The European Securities and Markets Authority (ESMA) recently released its newest Trends, Risks, and Vulnerabilities (TRV) Report. This report shows its assessment of the current risks being faced by European investors.
The report shows that EU's risk categories are still pretty high. In February, equity markets faced a lot of volatile action, with fluctuating values. This was the result of strong market correction. The market is still stable but the volatility can be a concern for investors wanting safe investments. The market movements also prove ESMA's concerns.
ESMA Reports Highlights Four Risks
The report has divided the risks facing investors in the EU markets into four categories. They are Market Risk, Operational Risk, Credit Risk and Retail Investor Risk. Market Risk for EU investors is very high right now. This is because of high market asset valuations. There is also the possibility of a lot of geopolitical turmoil mainly due to a potential Brexit. This has led to quite a bit of market uncertainty in the EU.
The danger of Credit Risk has eased a bit. It used to have a ‘very high’ rating but ESMA has downgraded it to just ‘high’. This is because of the higher credit ratings of EU member states, combined with the stronger economy across the EU. Lending money in the EU continues to be risky but not as risky as it used to be.
The operational risks of investing in the EU are still high. This is mainly because of ESMA's deteriorating outlook on the risks in the EU, with a special emphasis being place on cyber concerns.
Finally, retail investment risks have also gone up. This is mainly because of the rise in demand for cryptocurrencies and the increased participation of many EU investors in initial coin offerings (ICO).
ESMA categorizes these as very high-risk offerings as quite a few of these ICOs have been at the center of scams and fraudulent activity. ESMA warns that investors can potentially lose most or all of their money. They also cite that their ICO anonymity also makes them vulnerable to fraud and money laundering.

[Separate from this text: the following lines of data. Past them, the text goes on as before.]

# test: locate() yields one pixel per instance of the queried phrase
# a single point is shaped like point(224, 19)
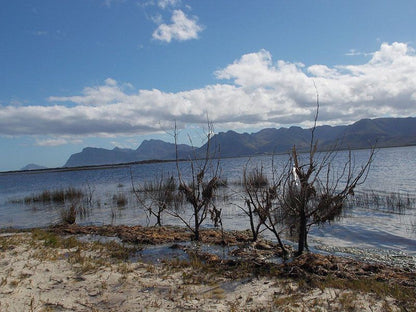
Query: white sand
point(38, 278)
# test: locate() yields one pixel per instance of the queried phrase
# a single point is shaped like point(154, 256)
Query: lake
point(364, 231)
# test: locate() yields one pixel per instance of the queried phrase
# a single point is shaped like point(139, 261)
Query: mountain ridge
point(384, 132)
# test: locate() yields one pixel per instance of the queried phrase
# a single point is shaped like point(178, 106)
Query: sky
point(112, 73)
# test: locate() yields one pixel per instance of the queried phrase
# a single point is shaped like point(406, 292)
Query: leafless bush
point(157, 196)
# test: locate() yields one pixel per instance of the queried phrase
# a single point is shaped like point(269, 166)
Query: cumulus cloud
point(163, 4)
point(253, 91)
point(182, 28)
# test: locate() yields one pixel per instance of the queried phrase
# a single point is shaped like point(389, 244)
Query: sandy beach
point(40, 271)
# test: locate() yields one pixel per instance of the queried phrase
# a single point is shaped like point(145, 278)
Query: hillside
point(382, 132)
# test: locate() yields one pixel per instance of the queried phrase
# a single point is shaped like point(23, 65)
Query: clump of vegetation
point(120, 200)
point(157, 196)
point(55, 196)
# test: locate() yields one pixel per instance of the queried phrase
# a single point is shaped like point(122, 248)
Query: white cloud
point(163, 4)
point(182, 28)
point(255, 92)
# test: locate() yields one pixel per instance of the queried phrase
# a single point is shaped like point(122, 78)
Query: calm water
point(394, 170)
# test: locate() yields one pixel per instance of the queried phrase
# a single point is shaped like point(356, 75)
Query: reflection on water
point(394, 170)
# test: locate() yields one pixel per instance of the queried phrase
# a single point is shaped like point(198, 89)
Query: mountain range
point(382, 132)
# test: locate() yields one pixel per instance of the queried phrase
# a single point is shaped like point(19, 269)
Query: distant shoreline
point(155, 161)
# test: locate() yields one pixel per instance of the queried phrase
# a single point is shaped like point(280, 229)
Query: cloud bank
point(182, 28)
point(254, 91)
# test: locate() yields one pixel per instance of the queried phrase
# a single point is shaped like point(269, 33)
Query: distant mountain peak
point(33, 167)
point(386, 132)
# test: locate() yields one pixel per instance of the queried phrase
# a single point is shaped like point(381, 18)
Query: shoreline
point(51, 269)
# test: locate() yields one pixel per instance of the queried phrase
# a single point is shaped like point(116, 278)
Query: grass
point(55, 196)
point(91, 257)
point(120, 200)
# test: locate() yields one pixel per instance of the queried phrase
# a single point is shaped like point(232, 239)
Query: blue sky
point(109, 73)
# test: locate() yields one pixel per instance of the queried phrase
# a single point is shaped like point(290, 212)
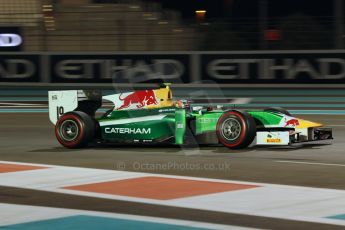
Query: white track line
point(311, 163)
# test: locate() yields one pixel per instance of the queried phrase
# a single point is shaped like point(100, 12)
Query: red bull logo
point(292, 122)
point(141, 98)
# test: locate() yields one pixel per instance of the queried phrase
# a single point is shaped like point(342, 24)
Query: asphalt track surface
point(29, 137)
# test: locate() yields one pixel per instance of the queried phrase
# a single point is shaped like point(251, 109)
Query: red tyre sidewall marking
point(244, 129)
point(80, 126)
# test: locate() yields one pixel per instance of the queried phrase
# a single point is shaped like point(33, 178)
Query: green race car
point(152, 116)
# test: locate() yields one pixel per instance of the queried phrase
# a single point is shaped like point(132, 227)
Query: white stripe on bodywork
point(132, 120)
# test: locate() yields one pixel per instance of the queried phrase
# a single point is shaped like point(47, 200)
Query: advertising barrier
point(291, 67)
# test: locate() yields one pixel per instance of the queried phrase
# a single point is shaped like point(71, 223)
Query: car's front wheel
point(75, 129)
point(236, 129)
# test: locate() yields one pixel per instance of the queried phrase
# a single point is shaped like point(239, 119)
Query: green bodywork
point(157, 125)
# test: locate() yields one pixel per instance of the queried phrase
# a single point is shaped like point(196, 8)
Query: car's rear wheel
point(236, 129)
point(75, 129)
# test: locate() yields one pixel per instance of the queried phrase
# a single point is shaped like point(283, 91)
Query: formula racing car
point(152, 116)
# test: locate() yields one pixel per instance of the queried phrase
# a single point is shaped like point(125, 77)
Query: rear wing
point(64, 101)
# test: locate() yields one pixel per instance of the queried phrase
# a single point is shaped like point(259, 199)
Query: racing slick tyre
point(75, 129)
point(278, 109)
point(236, 129)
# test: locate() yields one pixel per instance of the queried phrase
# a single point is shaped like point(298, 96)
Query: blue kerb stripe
point(337, 217)
point(94, 223)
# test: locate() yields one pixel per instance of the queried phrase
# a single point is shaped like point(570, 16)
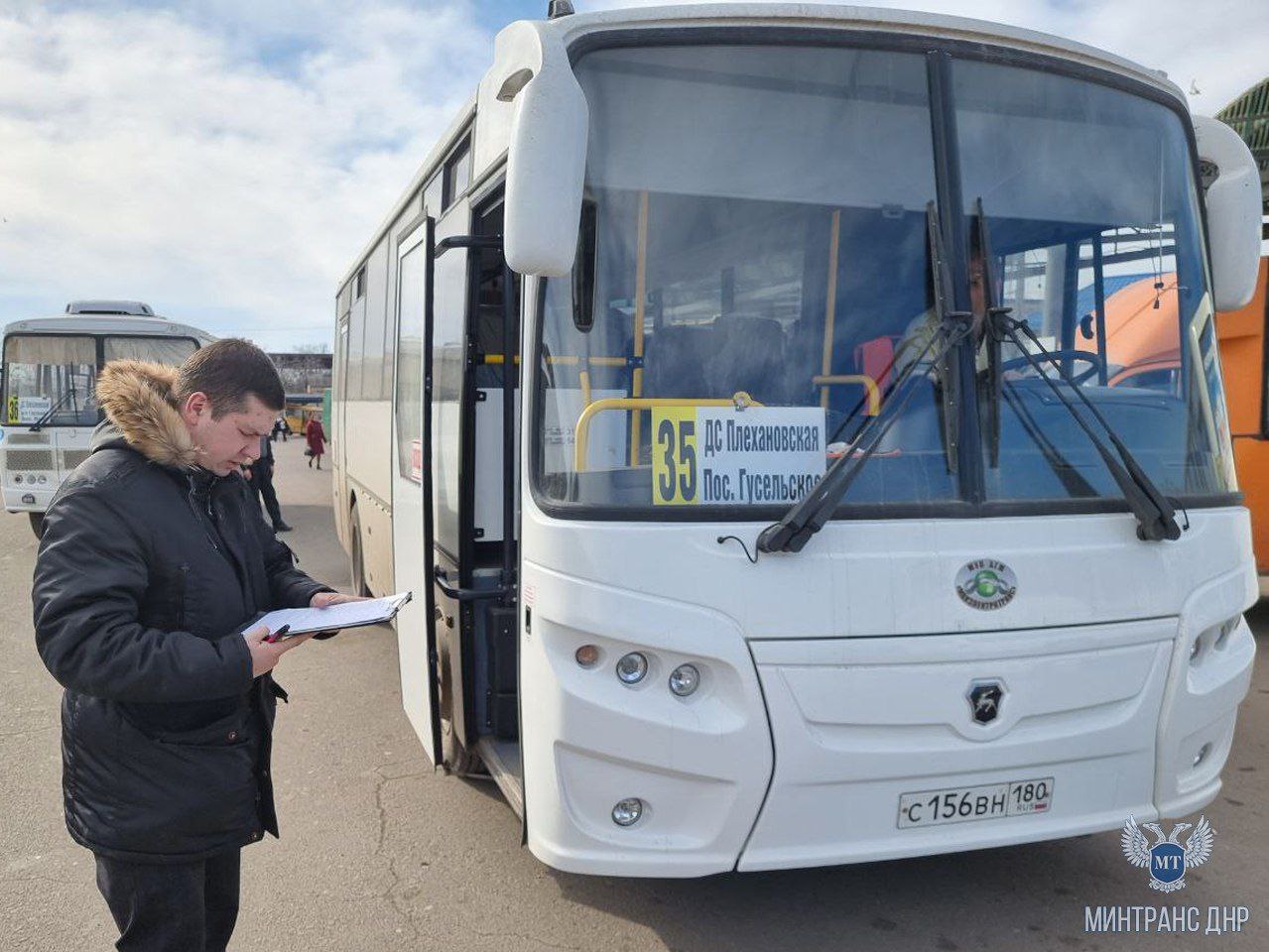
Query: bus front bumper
point(1114, 721)
point(801, 752)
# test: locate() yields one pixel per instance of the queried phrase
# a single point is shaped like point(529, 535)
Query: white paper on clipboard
point(372, 611)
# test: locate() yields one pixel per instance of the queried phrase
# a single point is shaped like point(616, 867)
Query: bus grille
point(23, 460)
point(72, 458)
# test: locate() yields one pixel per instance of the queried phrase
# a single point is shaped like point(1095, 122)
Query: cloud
point(225, 177)
point(226, 161)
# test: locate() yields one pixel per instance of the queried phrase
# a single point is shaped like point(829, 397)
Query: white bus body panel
point(51, 452)
point(369, 482)
point(853, 658)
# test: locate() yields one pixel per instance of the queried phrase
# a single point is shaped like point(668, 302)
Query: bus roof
point(108, 323)
point(522, 45)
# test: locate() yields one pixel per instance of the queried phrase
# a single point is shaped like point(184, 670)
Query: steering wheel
point(1054, 356)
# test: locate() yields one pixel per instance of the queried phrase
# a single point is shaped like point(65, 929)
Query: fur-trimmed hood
point(140, 407)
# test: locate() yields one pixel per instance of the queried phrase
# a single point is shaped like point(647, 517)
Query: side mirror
point(583, 268)
point(546, 169)
point(1232, 213)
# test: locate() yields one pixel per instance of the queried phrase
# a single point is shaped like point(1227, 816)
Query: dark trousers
point(172, 907)
point(262, 482)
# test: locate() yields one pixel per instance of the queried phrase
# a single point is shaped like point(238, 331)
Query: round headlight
point(627, 811)
point(685, 679)
point(631, 668)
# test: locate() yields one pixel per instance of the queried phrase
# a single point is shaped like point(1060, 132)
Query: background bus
point(50, 367)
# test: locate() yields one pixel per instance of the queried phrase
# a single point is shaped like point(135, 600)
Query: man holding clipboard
point(154, 559)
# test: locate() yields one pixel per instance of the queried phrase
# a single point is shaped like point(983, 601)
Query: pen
point(277, 636)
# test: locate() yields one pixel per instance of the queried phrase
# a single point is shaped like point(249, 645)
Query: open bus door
point(412, 486)
point(454, 545)
point(474, 406)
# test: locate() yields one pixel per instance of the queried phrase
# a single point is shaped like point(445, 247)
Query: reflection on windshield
point(744, 308)
point(762, 279)
point(1094, 224)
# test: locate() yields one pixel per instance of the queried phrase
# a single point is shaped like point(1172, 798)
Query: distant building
point(1249, 117)
point(304, 373)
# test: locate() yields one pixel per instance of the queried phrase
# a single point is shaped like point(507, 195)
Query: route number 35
point(674, 455)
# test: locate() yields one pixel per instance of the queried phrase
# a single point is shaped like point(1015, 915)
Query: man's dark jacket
point(149, 569)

ESMA Continues To Take Steps To Protect EU Investors
The ESMA has been doing its best to limit the risk for investors in the EU market. Recently, ESMA cracked down on the Binary Options industry and also took steps to limit the leverage in FX trading to 1:30.
ESMA has gained quite a bit of respect in the EU's financial sector. Cyprus' financial regulatory body, CySEC has actually used ESMA regulations on the appointment of new management body members as a basis of their own guidelines. Many EU member states are now listening to ESMA and the latest report will serve as a great guideline to EU investors.